# Help - Water Pump Leaking



## ALASKA PFLOCK (Jun 24, 2007)

We are at an RV park in Columbus, MT and I noticed the carpet next to the bed was damp and not sure what was causing it. After some investigation, it turns out that the water pump is leaking from the threads on the output side of the water pump, which is located on the other side of the wall from the front bedroom. We are are using the city water connection, so I disconnected the hose from the trailer and tightened up the connection, reconnected the supply hose and it still leaks. I figured that the nylon threads on the connector may not be matching up with those on the water pump so I then wrapped the threads with teflon tape using 5 wraps in a clockwise position and reconnected the line and it is still leaking. I bought a new T- connection in Billings and swapped it out with the old one, and it still leaks. We are living in the Outback till we close on our house at the end of October. I am not sure what the next fix is other than maybe spraying it with some of that Flexseal stuff, but that might be to permanent.


----------



## Oregon_Camper (Sep 13, 2004)

dont use nylon tape, that will only help water leak.

Check threads for damage.

You might be able to replace just the motor with the threads, but maybe not. Here is a link to a YouTube video I did for a replace water pump we did.


----------



## ALASKA PFLOCK (Jun 24, 2007)

Oregon_Camper,

Thank you for the reply and the video.
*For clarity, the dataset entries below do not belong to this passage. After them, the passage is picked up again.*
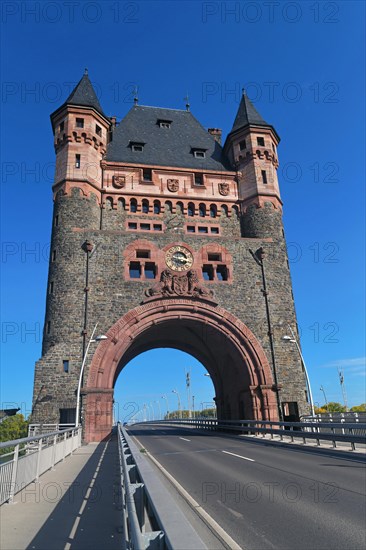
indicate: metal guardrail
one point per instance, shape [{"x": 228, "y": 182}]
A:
[
  {"x": 335, "y": 432},
  {"x": 31, "y": 457},
  {"x": 41, "y": 429},
  {"x": 151, "y": 517}
]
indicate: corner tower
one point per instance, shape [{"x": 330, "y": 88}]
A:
[{"x": 252, "y": 148}]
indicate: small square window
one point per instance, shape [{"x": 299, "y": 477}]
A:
[
  {"x": 150, "y": 271},
  {"x": 198, "y": 179},
  {"x": 208, "y": 273},
  {"x": 135, "y": 270},
  {"x": 142, "y": 253},
  {"x": 214, "y": 257},
  {"x": 147, "y": 174},
  {"x": 222, "y": 273}
]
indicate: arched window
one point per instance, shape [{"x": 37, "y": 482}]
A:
[
  {"x": 145, "y": 206},
  {"x": 133, "y": 205},
  {"x": 202, "y": 210}
]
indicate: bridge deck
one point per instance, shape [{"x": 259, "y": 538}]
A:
[{"x": 73, "y": 507}]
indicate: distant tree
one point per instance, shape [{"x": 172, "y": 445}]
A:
[
  {"x": 359, "y": 408},
  {"x": 13, "y": 427}
]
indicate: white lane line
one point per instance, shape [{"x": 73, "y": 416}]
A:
[{"x": 239, "y": 456}]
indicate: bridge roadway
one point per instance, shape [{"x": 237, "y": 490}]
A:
[{"x": 265, "y": 495}]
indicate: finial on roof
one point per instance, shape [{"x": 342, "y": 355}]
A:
[
  {"x": 186, "y": 99},
  {"x": 135, "y": 97}
]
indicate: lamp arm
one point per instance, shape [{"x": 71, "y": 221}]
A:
[{"x": 305, "y": 370}]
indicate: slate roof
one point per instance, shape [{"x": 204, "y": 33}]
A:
[
  {"x": 165, "y": 146},
  {"x": 248, "y": 115},
  {"x": 84, "y": 95}
]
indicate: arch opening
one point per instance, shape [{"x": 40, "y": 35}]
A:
[{"x": 218, "y": 340}]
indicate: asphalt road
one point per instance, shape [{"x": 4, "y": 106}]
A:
[{"x": 267, "y": 496}]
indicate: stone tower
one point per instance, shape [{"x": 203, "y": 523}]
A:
[{"x": 163, "y": 238}]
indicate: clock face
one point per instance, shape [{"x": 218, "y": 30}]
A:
[{"x": 179, "y": 258}]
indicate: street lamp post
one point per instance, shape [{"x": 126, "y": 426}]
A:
[
  {"x": 167, "y": 405},
  {"x": 293, "y": 340},
  {"x": 91, "y": 340},
  {"x": 179, "y": 406},
  {"x": 258, "y": 257}
]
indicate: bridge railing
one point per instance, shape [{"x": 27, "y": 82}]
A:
[
  {"x": 28, "y": 458},
  {"x": 353, "y": 433},
  {"x": 150, "y": 515}
]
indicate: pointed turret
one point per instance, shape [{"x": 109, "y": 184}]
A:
[
  {"x": 81, "y": 132},
  {"x": 251, "y": 147},
  {"x": 84, "y": 95}
]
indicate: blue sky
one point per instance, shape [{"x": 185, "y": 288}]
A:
[{"x": 301, "y": 64}]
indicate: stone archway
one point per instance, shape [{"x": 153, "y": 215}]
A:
[{"x": 230, "y": 352}]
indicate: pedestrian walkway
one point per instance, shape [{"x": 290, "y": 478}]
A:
[{"x": 74, "y": 507}]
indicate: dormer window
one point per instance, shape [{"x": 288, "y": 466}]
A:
[
  {"x": 164, "y": 123},
  {"x": 137, "y": 146},
  {"x": 199, "y": 153}
]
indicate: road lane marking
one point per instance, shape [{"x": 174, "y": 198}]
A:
[{"x": 239, "y": 456}]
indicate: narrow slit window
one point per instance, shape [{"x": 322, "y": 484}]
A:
[
  {"x": 135, "y": 270},
  {"x": 147, "y": 174},
  {"x": 222, "y": 273},
  {"x": 208, "y": 273},
  {"x": 150, "y": 270}
]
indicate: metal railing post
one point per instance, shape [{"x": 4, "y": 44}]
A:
[
  {"x": 39, "y": 451},
  {"x": 14, "y": 473}
]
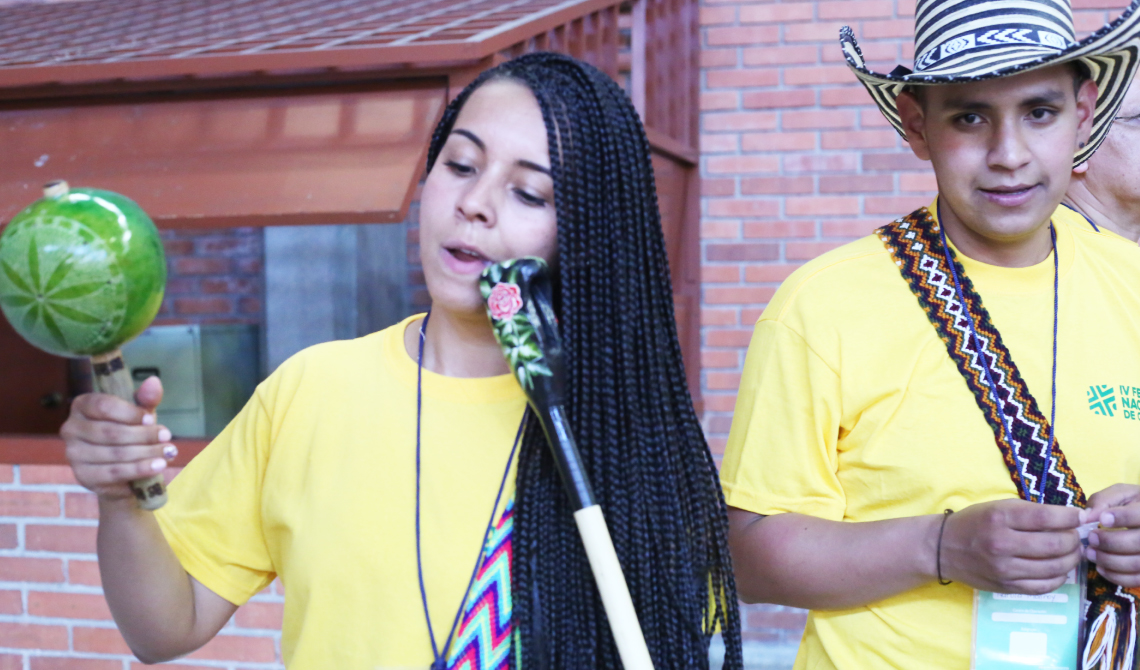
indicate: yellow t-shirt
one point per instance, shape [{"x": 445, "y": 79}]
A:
[
  {"x": 315, "y": 482},
  {"x": 851, "y": 409}
]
I have currently just bypassed the pump, since we are on a city water connection. I decided to connect the input line to the trailer main line using an elbow connector and it works great. I really liked the demonstration of the pump in the video and I plan on doing that to my existing pump in the spring in order to troubleshoot the leak at the threads on the output side.

ALASKA PFLOCK


----------